“Symbolic poetry is a kind of Mystic poetry remarks C.M. Bowara,”in which the poet tries to convey his sense of the mystical apprehension of life”. This mystical apprehension constitutes the transcendental relation that life bears to its creator. William Blake ranks high among the mystic poets of the English world as such his mysticism finds its natural expression in symbols. Whether his ‘Songs of Innocence or of Experience’ are nice care in point. Here are coherent vision of life as well as its ultimate reality is expressed with the help of manifold symbols like innocence symbols, oppression symbols and corruption symbols.

In ‘Songs of Innocence’ Blake visualises the state of childhood as the state of innocence or the state of lamb in the care of shepherd. Needless to say, this vision is in accord with the biblical representation where God, the father, takes care of all children black or white, rich or poor as the shepherd takes care of all his lambs. Again, the rural soundings in which the songs take place are quite meaningful because Blake considers nature to be all conducive and consistent with innocence. What is more, in ‘Song Of Innocence’ Blake’s symbolic expression of God slightly different from that found in the holy Bible but it is equally true and convincing. In “The Divine Image’ he declares:

“For mercy, pity, peace and love

Is God, our father dear

And mercy, pity, peace and love

Is Man, His child and care”.

It is apparent that man in his state of childhood bears the divine image. Going ahead, Blake transcends the religious difficulties in the connection and as Fairchild remarks: ‘Blake, like a true deist, discovers the inner thread of unity underlying all the religions of world and cries out.

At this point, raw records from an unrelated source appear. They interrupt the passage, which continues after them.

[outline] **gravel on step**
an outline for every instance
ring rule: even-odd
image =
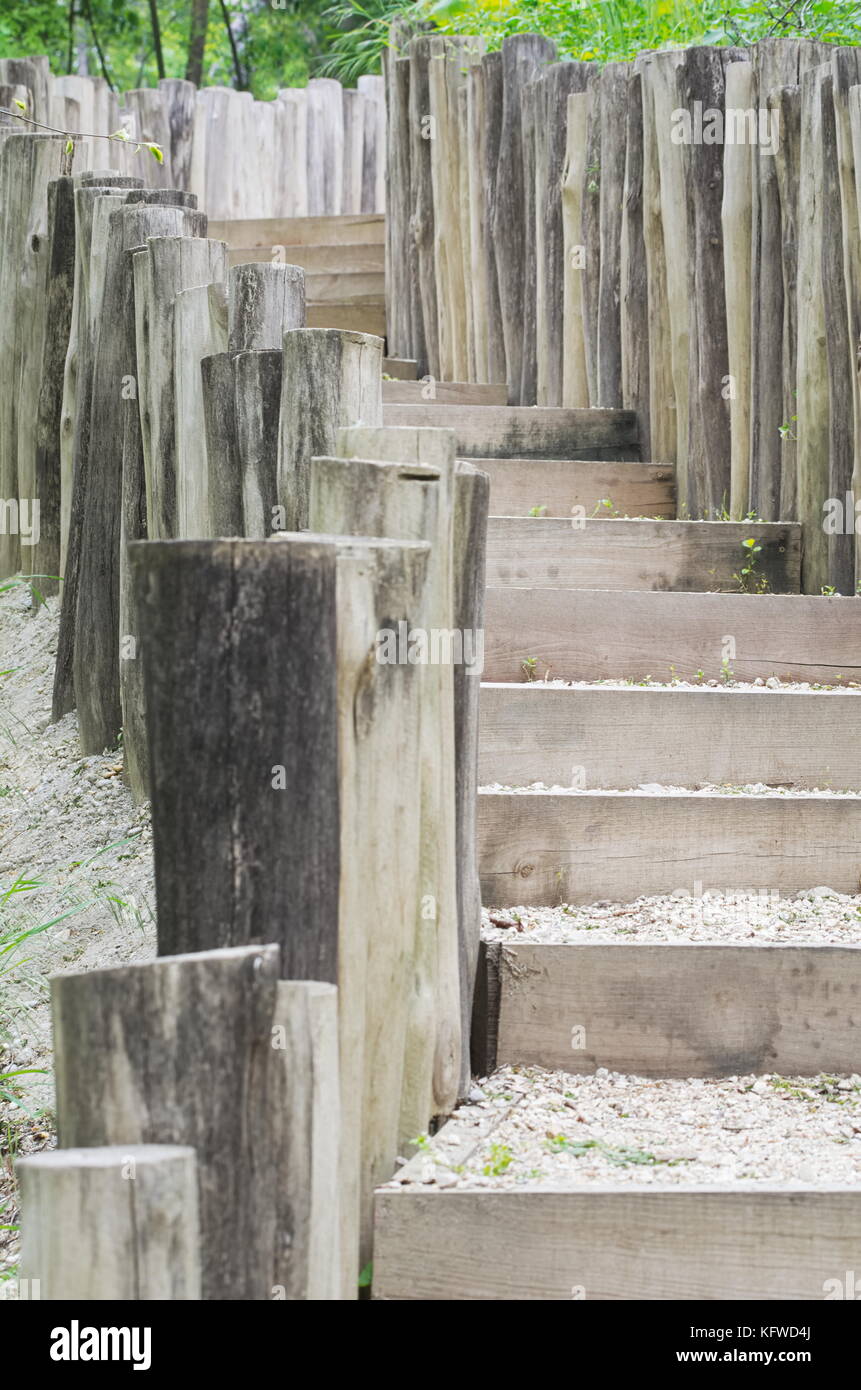
[[[505,1066],[388,1187],[861,1184],[861,1076],[648,1080]]]
[[[861,945],[861,895],[805,888],[793,897],[754,892],[662,894],[633,902],[584,906],[490,908],[481,913],[485,941],[554,945],[723,942],[726,945]]]

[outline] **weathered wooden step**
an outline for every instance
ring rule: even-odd
[[[751,553],[744,545],[748,539],[759,546],[757,580],[772,594],[797,594],[801,527],[762,521],[491,516],[487,582],[504,588],[739,592],[739,574]]]
[[[433,392],[431,399],[428,392]],[[506,400],[506,385],[483,386],[472,381],[383,382],[384,406],[504,406]]]
[[[487,1088],[497,1094],[510,1081],[504,1070]],[[570,1077],[574,1095],[577,1084]],[[641,1093],[636,1077],[615,1090],[627,1111]],[[573,1104],[574,1111],[558,1106],[554,1133],[562,1130],[576,1144],[595,1127],[576,1123]],[[684,1161],[668,1177],[651,1175],[652,1182],[590,1180],[576,1168],[590,1162],[584,1156],[573,1161],[574,1176],[566,1182],[540,1184],[524,1173],[515,1184],[513,1113],[502,1106],[478,1125],[455,1113],[401,1172],[398,1186],[378,1188],[374,1298],[821,1300],[828,1289],[842,1291],[846,1270],[857,1269],[857,1183],[693,1182],[684,1180]],[[541,1120],[547,1123],[545,1112]],[[698,1131],[691,1133],[695,1138]],[[722,1137],[715,1123],[709,1140],[719,1145]]]
[[[861,691],[481,687],[478,781],[861,791]]]
[[[555,406],[385,406],[387,425],[453,430],[463,459],[638,459],[633,410]],[[540,500],[540,499],[538,499]]]
[[[861,599],[488,588],[488,681],[861,680]],[[726,664],[725,664],[726,663]]]
[[[478,794],[487,906],[751,888],[857,892],[861,796]]]
[[[612,459],[481,459],[490,475],[491,516],[566,517],[574,507],[587,517],[606,512],[612,499],[620,516],[675,517],[675,468],[668,463],[619,463]]]
[[[633,1076],[853,1073],[861,1042],[861,945],[483,948],[487,1066]]]

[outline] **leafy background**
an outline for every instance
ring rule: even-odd
[[[352,83],[380,71],[395,17],[444,33],[541,32],[563,57],[609,61],[643,49],[754,43],[766,35],[861,42],[861,0],[0,0],[0,54],[46,53],[54,72],[106,72],[120,89],[185,76],[192,11],[206,14],[200,79],[260,99],[309,76]],[[195,76],[195,74],[191,74]]]

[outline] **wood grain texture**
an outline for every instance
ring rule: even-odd
[[[200,1298],[193,1148],[60,1148],[17,1165],[21,1277],[49,1301]]]
[[[776,702],[776,703],[775,703]],[[861,695],[481,687],[481,785],[861,790]]]
[[[453,430],[463,459],[570,459],[584,449],[637,456],[637,420],[630,410],[562,410],[552,406],[385,406],[387,425]]]
[[[595,453],[598,457],[595,459]],[[545,517],[570,517],[583,507],[587,517],[605,502],[620,516],[675,517],[676,485],[672,464],[616,463],[604,450],[584,450],[572,459],[481,459],[491,480],[491,516],[527,517],[533,507]]]
[[[334,990],[278,972],[261,945],[53,979],[60,1141],[196,1151],[204,1300],[344,1295]]]
[[[757,573],[772,594],[797,594],[798,525],[736,521],[651,521],[595,517],[494,517],[488,584],[561,589],[739,592],[743,542],[761,546]]]
[[[481,792],[478,863],[483,901],[501,908],[633,902],[695,884],[857,892],[861,806],[840,796]]]
[[[860,998],[861,947],[504,942],[497,1065],[851,1074]]]
[[[334,983],[334,545],[150,542],[129,546],[129,556],[146,688],[159,949],[275,940],[285,977]],[[189,739],[192,706],[199,720]]]
[[[815,1301],[860,1237],[842,1187],[381,1191],[374,1298]]]
[[[861,680],[855,599],[491,588],[485,612],[491,681],[522,680],[524,656],[565,680],[711,680],[725,659],[741,681]]]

“And all must love the human form,

In heathen, Turk or Jew, 

where mercy, love and pity dwell

 There God is dwelling too”.

While in ‘Song of Innocence’ Blake’s vision of the state of innocence is presented in lovely songs with the help of familiar symbols, in ‘Songs of Experience’, he creates symbols like ‘The Rose’, ‘The Sunflower’, and ‘The Tiger’ to express lyrically his vision of the state of experience which destroys innocence. Blake holds the views that when ‘Lamb’ is destroyed by experience, ‘the tiger is needed to restore normally the order of the world. Like Boehme, he senses that the apparent evil and malevolence in the tiger are simply manifestation of the unity of God showing his power and energy. Such a vision of ‘tiger’ reminds one of Eliot’s treatment who identifies ‘the tiger‘ with Jesus Christ in his ‘Gerontion’ to set right the world.

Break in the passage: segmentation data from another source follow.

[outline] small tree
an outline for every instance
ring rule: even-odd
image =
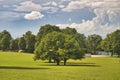
[[[97,54],[97,51],[100,50],[100,43],[102,41],[102,38],[100,35],[90,35],[87,38],[86,46],[88,52],[91,52],[92,54]]]

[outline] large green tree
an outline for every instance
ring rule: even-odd
[[[2,31],[0,34],[0,46],[3,51],[10,49],[10,41],[12,37],[10,33],[6,30]]]
[[[11,50],[19,50],[19,47],[18,47],[18,41],[19,41],[19,38],[16,38],[16,39],[12,39],[11,41],[10,41],[10,49]]]
[[[52,58],[57,65],[61,60],[66,65],[68,59],[81,59],[84,55],[84,51],[75,38],[61,32],[51,32],[44,36],[34,52],[35,60]]]
[[[19,38],[18,47],[19,47],[19,50],[25,50],[26,49],[26,42],[25,42],[24,37]]]
[[[100,50],[100,43],[102,38],[100,35],[93,34],[89,35],[86,40],[87,51],[92,54],[97,54],[97,51]]]
[[[111,52],[111,56],[116,53],[120,57],[120,30],[107,34],[106,38],[101,42],[101,48],[104,51]]]
[[[33,53],[35,46],[35,35],[32,34],[31,31],[27,31],[24,35],[25,43],[26,43],[26,51]]]

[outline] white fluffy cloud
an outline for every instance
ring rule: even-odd
[[[32,1],[25,1],[20,3],[20,6],[16,6],[16,11],[41,11],[42,6]]]
[[[32,11],[31,13],[26,14],[24,16],[24,18],[27,19],[27,20],[42,19],[43,17],[44,17],[44,15],[41,14],[40,12],[38,12],[38,11]]]
[[[78,32],[89,34],[105,35],[120,29],[120,1],[119,0],[75,0],[68,3],[62,9],[65,12],[72,12],[89,7],[96,15],[92,20],[82,23],[58,24],[58,26],[70,26]]]
[[[14,20],[17,18],[20,18],[24,14],[22,13],[16,13],[16,12],[10,12],[10,11],[4,11],[0,12],[0,19],[5,19],[5,20]]]
[[[43,4],[44,6],[57,6],[58,4],[54,1],[50,1],[50,2],[47,2],[45,4]]]

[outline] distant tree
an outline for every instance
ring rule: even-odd
[[[52,58],[57,65],[63,60],[66,65],[68,59],[81,59],[83,55],[84,51],[72,36],[61,32],[51,32],[42,38],[41,43],[35,49],[34,59]]]
[[[25,50],[26,49],[26,43],[25,43],[24,37],[19,38],[18,47],[19,47],[19,50]]]
[[[3,51],[10,49],[10,40],[12,39],[10,33],[6,30],[0,34],[0,45]]]
[[[24,35],[25,43],[26,43],[26,51],[33,53],[34,46],[35,46],[35,36],[32,34],[31,31],[27,31]]]
[[[100,35],[90,35],[87,38],[86,46],[88,52],[91,52],[92,54],[97,54],[97,51],[100,50],[100,42],[102,41],[102,38]]]
[[[86,42],[85,42],[86,37],[84,36],[84,34],[77,33],[77,34],[74,34],[73,36],[75,40],[78,42],[79,46],[86,51]]]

The sense of evil finds its complete expression in ‘The Sick Rose’ where Blake presents a symbolic situation admitting a number of interpretations. The ‘Invisible Worm’ that flies at night in the howling storm turns the crimson rose into its bed and as it leaves the bed having eaten the vital of it, the flower appears to be sick and dying. Here ‘the dark secret love’ of the worm is selfishness which destroys true love. From another angle, the worm symbolises experiences which spoils innocence and man’s spiritual life. Sometimes, the symbols as employed in ‘The Little Black Boy’ and in ‘The Cloud And The Pebble’ are quite simple ‘Cloud’ stands for selfless men and ‘pebbles’ for selfishness. But often the symbols become enigmatic and leads to the obscurity of thoughts. Like ‘Shelley’ and ‘Wordsworth’, Blake symbolic use of natural objects seem to be imaginative and picturesque. The sun, the moon, the star, the mountains, the streams and the flowers all the pregnant with spiritual meanings. For instance transforming the literal meaning of ‘Sun-flower’ is changed into a symbolic metaphor of soul. Blake says:

“Rise from their grave and aspire,

where my sunflower wishes to go”

Here, the poet’s ‘Sunflower’ is nothing but the soul that long for eternity, the ideal state of perfect freedom and bliss. In such mystical such exploration of the soul, Blake reminds us of ‘Lawrence‘ and ‘Joyce’ who also tend to explore ‘the unknown modes of being’ with the help of multiple type suggestive symbols drawing from fictive, mystical and biblical resources.